Suzanne has literally manufactured her fantasy. She arrived on Nevis 14 years ago, alone, with a thousand dollars to her name. Her only child, a daughter, had recently married. The big five-oh loomed over her. She had no long-term job prospects.
“I loved my job [with the Philadelphia Inquirer], so it wasn’t as if I were running away from anything – except the weather,” Suzanne says. “But I had reached the point where I needed a significant change in the way I led my life.”
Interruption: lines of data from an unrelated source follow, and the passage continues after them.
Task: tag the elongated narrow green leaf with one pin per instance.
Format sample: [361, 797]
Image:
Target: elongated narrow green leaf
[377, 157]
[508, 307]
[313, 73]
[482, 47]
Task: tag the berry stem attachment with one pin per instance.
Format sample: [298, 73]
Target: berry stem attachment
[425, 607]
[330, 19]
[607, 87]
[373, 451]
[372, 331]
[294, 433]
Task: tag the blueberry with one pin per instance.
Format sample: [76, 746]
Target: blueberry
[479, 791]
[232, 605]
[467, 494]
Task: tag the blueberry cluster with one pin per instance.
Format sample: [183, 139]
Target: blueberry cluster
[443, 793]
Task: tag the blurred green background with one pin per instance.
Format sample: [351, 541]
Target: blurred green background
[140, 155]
She landed a publishing deal to write a book about Caribbean architecture – Searching for Sugar Mills: An Architectural Guide to the Caribbean (Macmillan). But the book money didn’t last long. So Suzanne scraped out a month-to-month living, like a college grad tasting the freedom and challenges of the real world. She found freelance writing gigs. Waited tables. Poured drinks at a bar. Housesat for foreign homeowners. Anything to help put a roof over her head, and to keep her on Nevis.
“It was small and quiet, very much like towns where I’d lived as a child. Everyone knew everybody, and once you were here for a few days, you felt like part of the community. There’s a saying on Nevis – ‘You’re only a stranger here once’ – and from the beginning I always felt as if I belonged right here.”
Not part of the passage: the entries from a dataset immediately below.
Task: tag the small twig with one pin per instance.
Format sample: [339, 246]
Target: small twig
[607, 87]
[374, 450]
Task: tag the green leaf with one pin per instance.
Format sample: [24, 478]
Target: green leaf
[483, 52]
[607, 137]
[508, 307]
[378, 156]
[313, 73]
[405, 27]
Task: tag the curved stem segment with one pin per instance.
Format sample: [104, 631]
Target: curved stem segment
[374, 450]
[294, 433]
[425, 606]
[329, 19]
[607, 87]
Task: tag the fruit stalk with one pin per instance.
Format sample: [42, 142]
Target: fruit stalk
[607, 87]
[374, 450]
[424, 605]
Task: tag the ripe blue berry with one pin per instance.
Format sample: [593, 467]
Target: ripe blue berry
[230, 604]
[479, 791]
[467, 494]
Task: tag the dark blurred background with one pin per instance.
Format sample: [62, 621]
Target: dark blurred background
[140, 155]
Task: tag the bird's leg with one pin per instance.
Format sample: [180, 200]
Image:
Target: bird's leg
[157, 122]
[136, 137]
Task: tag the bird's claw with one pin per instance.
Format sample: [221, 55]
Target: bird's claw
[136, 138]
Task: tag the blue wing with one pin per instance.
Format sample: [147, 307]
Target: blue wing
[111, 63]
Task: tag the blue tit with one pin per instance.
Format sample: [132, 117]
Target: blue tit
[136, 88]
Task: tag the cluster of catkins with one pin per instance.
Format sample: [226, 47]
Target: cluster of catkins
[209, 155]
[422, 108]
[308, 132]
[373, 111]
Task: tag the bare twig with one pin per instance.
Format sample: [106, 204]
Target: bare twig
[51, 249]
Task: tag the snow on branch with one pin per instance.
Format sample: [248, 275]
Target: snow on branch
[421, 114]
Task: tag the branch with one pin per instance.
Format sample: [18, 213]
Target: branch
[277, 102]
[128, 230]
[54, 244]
Along the way, Suzanne found herself adapting to the ebb and flow of island life. She came to understand that, unlike in the United States, where you may decide what you want for dinner and then go to the store to get it, meals on an island are most often planned around whatever’s available.
“I would want a salad and head for the market and there would a cucumber maybe, but no lettuce or tomato,” she says, sitting at her little kitchen table. “So I made do with what I had. That’s at the heart of island life – making do and being flexible. It’s a daily adventure and not for the faint of heart.”
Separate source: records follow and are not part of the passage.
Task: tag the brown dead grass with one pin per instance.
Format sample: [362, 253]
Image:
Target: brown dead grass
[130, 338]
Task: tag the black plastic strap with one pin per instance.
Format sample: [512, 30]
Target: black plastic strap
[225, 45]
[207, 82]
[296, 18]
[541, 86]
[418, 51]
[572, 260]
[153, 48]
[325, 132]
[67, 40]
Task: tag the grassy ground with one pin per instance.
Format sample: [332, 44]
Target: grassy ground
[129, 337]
Part of the charm is in the cast of island characters who keep things interesting with their offbeat routines. Like the local rental car agent, Marlon Brando (really), who delivers automobiles to visitors, then pops open the trunk and rides his bicycle back. Or Patterson Fleming, maître d’ at Nisbet Plantation Beach Club, who sports a different tie every evening, each sent to him by guests after they return home. He has thousands of them and remembers exactly who gave him each one. Or Tim, the island mailman, who walks up and down the hillside roads making his rounds with a smile and a cheery word, collecting fresh mango and papaya, gifts from his customers, along the way.
Suzanne anchored a new career in real estate in 1998. This was after Hurricane George, when people working on renovations and looking for places to live flooded the island. As sales flourished, Gordon had the wherewithal to enroll in a distance-learning master’s degree program in historic preservation at Gaucher College in Baltimore. Now she’s thrown herself into preserving the island’s rich architectural legacy and has been instrumental in founding the Nevis Heritage Trust.
“Local people ask me if I ever plan to leave,” Suzanne says from her porch-in-progress. “I guess they’re still trying to gauge if I really like it here. I’ve reached a point where I can finally afford to travel again and I plan to do that. But I’ll always come back to the island and my little home on the side of the hill.”